Remember, we wrote above that cellular mechanisms must somehow understand where to start reading the gene and where to stop. It turned out that one of the codons is a START CODON, and three more are STOP CODONS. Such codons appear at the beginning and, accordingly, at the end of each gene. If, for example, you remove the start codon from the DNA chain before a gene, then this gene will never be read.

The table attached to this post contains almost all of our genetic code. A simple thing, four by four cells, but obtaining this information gave a gigantic impetus to the development of genetics and related sciences.
(In this table, uracil (U) is indicated instead of thymine (T), since in RNA, which is a mirror copy of a gene, uracil is used instead of thymine - this makes it easier for us and cellular mechanisms to distinguish DNA from RNA - this is very important so as not to accidentally start spoil DNA instead of processing RNA).

Now let's walk around this table a little.

Some amino acids are encoded by two, others by four or even six codons, and only one amino acid, tryptophan, is encoded by just one codon. This distribution of codons is not accidental, otherwise natural selection would have destroyed it long ago. In general, every time some property of a living being seems incomprehensibly absurd to you, it is worth remembering that evolution does not tolerate imperfections and excesses: what does not in some way benefit the organism or the species as a whole does not last long.

Often codons designating the same amino acid differ only in the last letter. This is a print ancient history: The very first living creatures were much more primitive than the simplest ones existing at the moment, and made do with much less amino acids in their cells. So a two-letter code made up of the same four nucleotides was quite enough for them. But then it turned out that in the broth surrounding these creatures there were some other useful things that would be nice to use in the household. In order to use all the available and useful amino acids, the two-letter code was no longer enough, and our distant ancestors had to sacrifice bonds and expand their alphabet.

The fact that some codons differ only in the last amino acid gives us special stability. If an error is made when copying DNA, and if our correction tools miss it, then, for example, instead of CCT there will be CCT or CCA - but we don’t care! Because all these codons correspond to the same amino acid - proline, and the protein will be built correctly in this place.

Due to the fact that all living creatures on Earth use this particular genetic code (there are some exceptions in the world of microorganisms), it becomes possible to exchange genes between different types. You can put the DNA of one creature into the cell of another, and it will be successfully read, and the production of completely specific proteins or RNA will begin. This is what bacteria do when they exchange genes with each other in the process of horizontal transfer. This is what viruses do when they inject their DNA into the cell of another organism. The unity of the genetic language leads to the fact that life on Earth is in a state of amazing physiological harmony (those who have a stomach ache today may miss this phrase).

Now you have the most basic knowledge of the genetic code, and our other articles about the work of genes, proteins, RNA, etc. will be much easier to understand.
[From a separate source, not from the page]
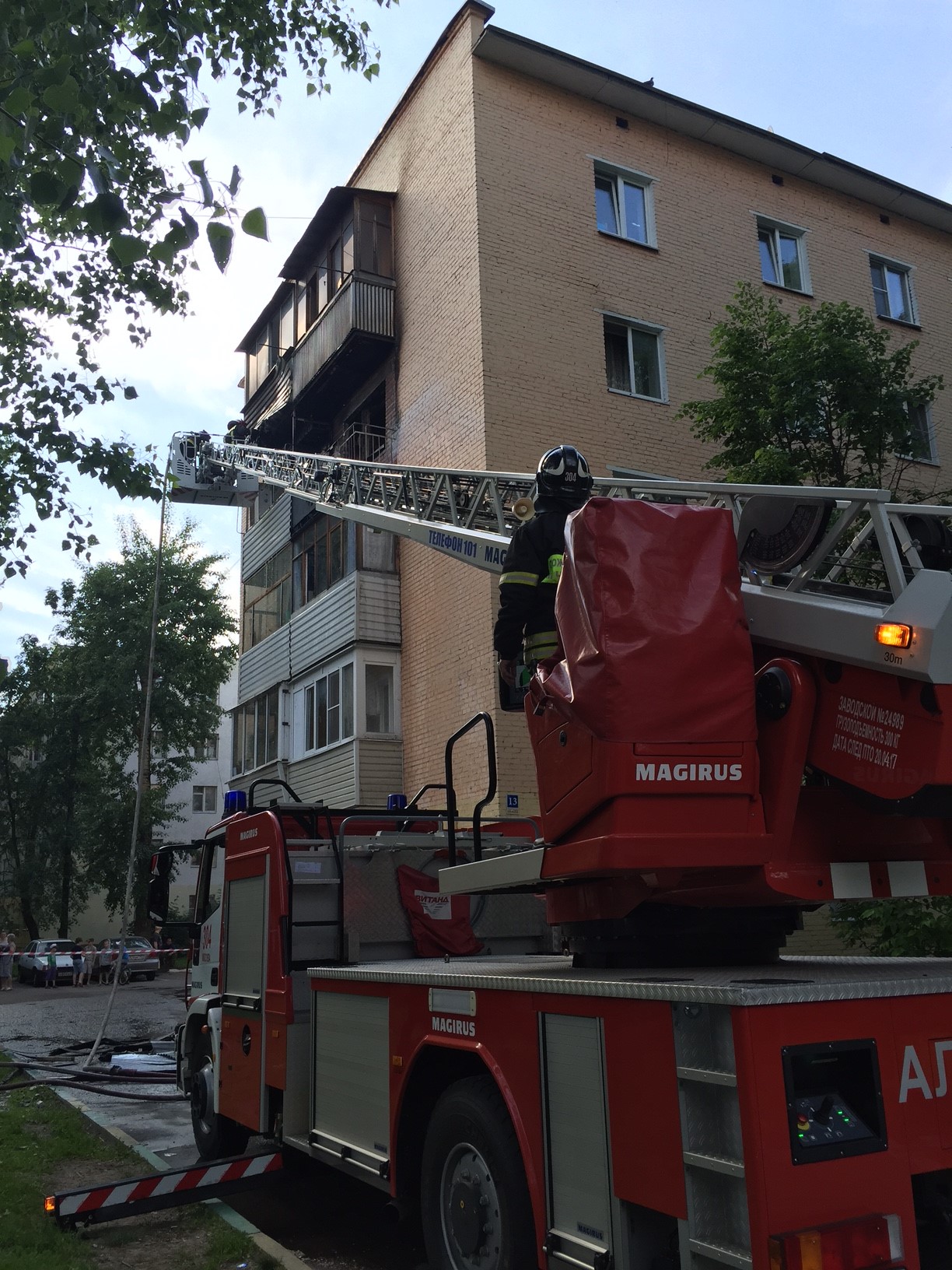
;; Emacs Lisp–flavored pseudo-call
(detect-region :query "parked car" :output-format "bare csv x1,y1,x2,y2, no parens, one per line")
93,935,159,981
16,940,76,988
The mark of the creator Filatov Felix Petrovich

Chapter 496. Why are there twenty coded amino acids? (XII)

Why are there twenty coded amino acids? (XII)
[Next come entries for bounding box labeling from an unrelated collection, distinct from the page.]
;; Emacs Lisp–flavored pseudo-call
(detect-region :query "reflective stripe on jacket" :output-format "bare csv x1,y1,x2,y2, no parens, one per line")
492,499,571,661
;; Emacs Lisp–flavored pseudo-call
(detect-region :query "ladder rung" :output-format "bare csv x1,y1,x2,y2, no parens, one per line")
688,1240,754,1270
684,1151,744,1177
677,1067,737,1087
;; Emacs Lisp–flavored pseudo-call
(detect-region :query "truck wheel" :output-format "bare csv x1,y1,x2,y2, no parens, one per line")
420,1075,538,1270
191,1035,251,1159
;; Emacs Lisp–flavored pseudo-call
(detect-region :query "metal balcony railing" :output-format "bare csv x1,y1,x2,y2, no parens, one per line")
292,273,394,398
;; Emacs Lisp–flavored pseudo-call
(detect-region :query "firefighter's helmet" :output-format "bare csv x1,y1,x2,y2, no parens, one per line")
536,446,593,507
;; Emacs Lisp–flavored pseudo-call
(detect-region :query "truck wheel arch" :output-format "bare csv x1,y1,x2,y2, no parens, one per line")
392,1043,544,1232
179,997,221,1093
It may seem to an inexperienced reader that the elements of the genetic coding machine were described in such detail in the previous chapter that by the end of reading he even began to get tired somehow, feeling that the beginning of the book, which somewhat intrigued him, turns into pages from a high school textbook that can dishearten anyone who remembers his native school. The experienced Reader, on the contrary, knows everything that has been told well, and he, sinfully, is thinking about whether to write a more recent textbook himself - for the same senior classes. Without thinking of amusing the proud world– in other words, without intending to bore either one, the Author would like to emphasize that he understands: the devil is in the details. But there are so many of them in molecular biology that any formalization seems like an outrageous simplification. However, it often happens that the temptation to formalize is irresistible, and here the Author cannot deny himself the pleasure of once again quoting the Spanish philosopher José Ortega y Gasset:

« Gray color is ascetic. This is its symbolism in everyday language, and Goethe hints at this symbol: “Theory, my friend, is dry, but the tree of life turns green.” The most that a color that does not want to be a color can do is become gray; but life seems like a green tree - what an extravagance!.. The elegant desire to prefer the color gray to the wonderful and contradictory color extravagance of life leads us to theorizing. In theory, we exchange reality for that aspect of it, which are concepts. Instead of living in it, we think about it. But who knows if behind this obvious asceticism and withdrawal from life, which is pure thinking, the most complete form of vitality, its highest luxury?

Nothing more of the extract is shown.